A sense of the spiritual is created through the shimmering gold abyss that forms the background. They are removed from the norm of everyday life and situated in the elevated moment of ‘The Kiss’. The divine is implied through the gold cloth placed over their heads, replicating a halo and paying homage to classic religious art.
The geometric patterns within the piece reflect the perfection of the romanticised moment. The gold cloth draped around the figures is adorned with patterns, erect rectangles on the male and soft round circles and flowers the female, alluding to sexuality. Klimt’s sumptuous fresco oozes luxury, love and transcendence.
Schiele differs to Klimt in that his life is as notorious, intriguing and famous as his art.

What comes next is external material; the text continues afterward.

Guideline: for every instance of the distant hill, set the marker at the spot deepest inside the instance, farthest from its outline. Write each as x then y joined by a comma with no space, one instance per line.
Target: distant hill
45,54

Even from a young age Schiele’s life was controversial, with suggestions that he had an incestuous relationship with his younger sister. In 1912, he was arrested for allegedly seducing a minor. During the court proceedings, it was his art that came under scrutiny. Much of his art depicted young girls in an unapologetically provocative way. It was considered pornographic - and the judge burnt one of his works.
In 1911, Schiele met the seventeen-year-old Walburga (Wally), who lived with him and served as a model for some of his most striking paintings. Wally and Schiele lived together for four years until he ruthlessly discarded her for a financially beneficial marriage. Out of this heartbreak a masterpiece was created. Schiele’s ‘Death and the Maiden’ is currently held in the Belvedere Museum in Vienna.
The piece nods to Klimt’s ‘The Kiss’, but the dramatic and tormented scene is in fact it’s antithesis. It depicts a couple cleaving onto one another, surrounded by a devastated wasteland. The male figure is a self portrait depicting death, Schiele’s grey face and black eyes hauntingly look out at us. Schiele, like Klimt loved women, however his primary subject and greatest interest was himself. He was a narcissist and obsessed with his own visceral experience of life.
Wally is depicted as very much alive and her pink dress brings a splash of colour to the piece. It has been suggested the contrast between them represents the collision of pre and post WWI Vienna. Schiele’s genius is his ability to express ugly and personal emotion while reflecting on the universal suffering of war.
Schiele created a lumpy, awkward and fragmented scene and in doing so acted as a catalyst for the modern art movement that rejects the ideal nude. Schiele and Klimt use the human form to express raw emotion, often through physical distortion. Both artists are early exponents of expressionism whose work was highly influenced by their lives and experiences of love.